- 演講: Prof. Jeremy Everard - Low Phase Noise Signal Generation utilising Oscillators, Resonators & Filters and Atomic Clocks
- 發佈單位：mtt17支會 原始連結
講題：Low Phase Noise Signal Generation utilising Oscillators, Resonators & Filters and Atomic Clocks
講者：Prof. Jeremy Everard
Jeremy Everard obtained his degrees from King’s College London and the University of Cambridge, UK in 1976 and 1983 respectively. He worked for six years in industry at GEC Marconi Research Laboratories, M/A-Com and Philips Research Laboratories on Radio and Microwave circuit design. At Philips he ran the Radio Transmitter Project Group. He became full Professor of Electronics at the University of York in September 1993. He has taught analogue IC design, optoelectronics, filter design, Electromagnetism and RF & microwave circuit design. In September 2007, he was awarded a five-year research chair in Low Phase Noise Signal Generation sponsored by BAE Systems and the Royal Academy of Engineering. In the RF/Microwave area his research interests include: The theory and design of low noise oscillators; flicker noise measurement and reduction high efficiency broadband amplifiers; high Q printed filters with low radiation loss and broadband negative group delay circuits.
This talk will initially discuss the theory and design of a wide variety of oscillators offering the very best performance. Typically, this is achieved by splitting the oscillator design into its component parts and developing new amplifiers, resonators and phase shifters which offer high Q, high power handling and low thermal and transposed flicker noise. Key features of oscillators offering the lowest phase noise available will be shown, for example: a 1.25GHz DRO produces -173dBc/Hz at 10kHz offset and a noise floor of -186dB and a 10 MHz crystal oscillator shows -123dBc/Hz at 1Hz and -149 at 10Hz. New compact atomic clocks with ultra-low phase noise microwave synthesiser chains (with micro Hz resolution) will also be briefly described to demonstrate how the long-term stability can be improved. New printed resonators (and thereby filters) demonstrate Qs exceeding 540 at 5GHz on PCBs and > 80 at 21GHz on GaAs MMICs.

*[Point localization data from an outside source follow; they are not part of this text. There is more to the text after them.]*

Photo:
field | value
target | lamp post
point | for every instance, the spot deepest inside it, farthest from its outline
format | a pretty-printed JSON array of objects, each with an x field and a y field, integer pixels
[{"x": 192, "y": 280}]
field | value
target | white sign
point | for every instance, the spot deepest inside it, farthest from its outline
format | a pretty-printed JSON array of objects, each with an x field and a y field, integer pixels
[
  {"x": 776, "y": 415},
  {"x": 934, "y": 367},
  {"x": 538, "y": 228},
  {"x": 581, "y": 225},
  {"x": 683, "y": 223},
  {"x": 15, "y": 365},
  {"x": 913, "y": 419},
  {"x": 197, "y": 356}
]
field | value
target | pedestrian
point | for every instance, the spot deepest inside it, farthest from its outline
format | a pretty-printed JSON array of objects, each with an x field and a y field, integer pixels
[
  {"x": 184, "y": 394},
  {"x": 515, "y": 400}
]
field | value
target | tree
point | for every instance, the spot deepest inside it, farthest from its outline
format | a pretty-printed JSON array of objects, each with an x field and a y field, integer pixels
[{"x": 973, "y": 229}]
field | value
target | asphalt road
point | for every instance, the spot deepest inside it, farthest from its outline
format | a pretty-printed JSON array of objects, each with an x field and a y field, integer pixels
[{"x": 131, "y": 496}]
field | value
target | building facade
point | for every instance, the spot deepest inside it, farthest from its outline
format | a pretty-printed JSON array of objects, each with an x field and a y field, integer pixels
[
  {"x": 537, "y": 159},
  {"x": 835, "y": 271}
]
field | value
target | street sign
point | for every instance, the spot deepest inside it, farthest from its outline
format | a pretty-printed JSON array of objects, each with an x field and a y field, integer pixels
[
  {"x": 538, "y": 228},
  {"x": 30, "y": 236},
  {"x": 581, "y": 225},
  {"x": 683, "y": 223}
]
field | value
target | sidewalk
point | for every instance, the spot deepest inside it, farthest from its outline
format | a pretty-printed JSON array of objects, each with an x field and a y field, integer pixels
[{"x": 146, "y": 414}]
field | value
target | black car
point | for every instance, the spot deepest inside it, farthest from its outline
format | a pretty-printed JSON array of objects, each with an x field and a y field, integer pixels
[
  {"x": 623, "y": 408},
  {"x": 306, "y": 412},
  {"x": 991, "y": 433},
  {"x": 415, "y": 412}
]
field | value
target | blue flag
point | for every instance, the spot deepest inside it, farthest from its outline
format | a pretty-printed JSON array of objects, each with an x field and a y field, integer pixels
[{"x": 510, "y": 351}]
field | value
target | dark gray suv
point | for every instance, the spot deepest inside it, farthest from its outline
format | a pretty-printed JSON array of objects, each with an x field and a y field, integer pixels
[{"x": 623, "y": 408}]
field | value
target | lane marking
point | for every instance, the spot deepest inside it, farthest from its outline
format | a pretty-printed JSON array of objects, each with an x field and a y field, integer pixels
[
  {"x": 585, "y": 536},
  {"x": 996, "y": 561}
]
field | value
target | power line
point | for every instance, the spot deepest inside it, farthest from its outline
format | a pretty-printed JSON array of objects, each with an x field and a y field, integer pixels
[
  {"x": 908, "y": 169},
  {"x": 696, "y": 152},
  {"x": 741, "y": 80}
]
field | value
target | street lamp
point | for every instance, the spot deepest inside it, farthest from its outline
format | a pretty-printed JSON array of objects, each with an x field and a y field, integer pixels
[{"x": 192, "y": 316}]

These resonators produce near zero radiation loss and therefore require no screening. L band 3D printed resonators demonstrate high Q (> 200) by selecting the standing wave pattern to ensure zero current through the via-hole and new ultra-compact versions (4mm x 4mm) have been developed for use inside or underneath the package. Alumina based resonators demonstrating Qs >200,000 at X band have also been produced. Tuneable versions (1%) have recently been developed. The next generation of oscillators will offer orders of magnitude improvement in performance. Our current attempts to do this will be described.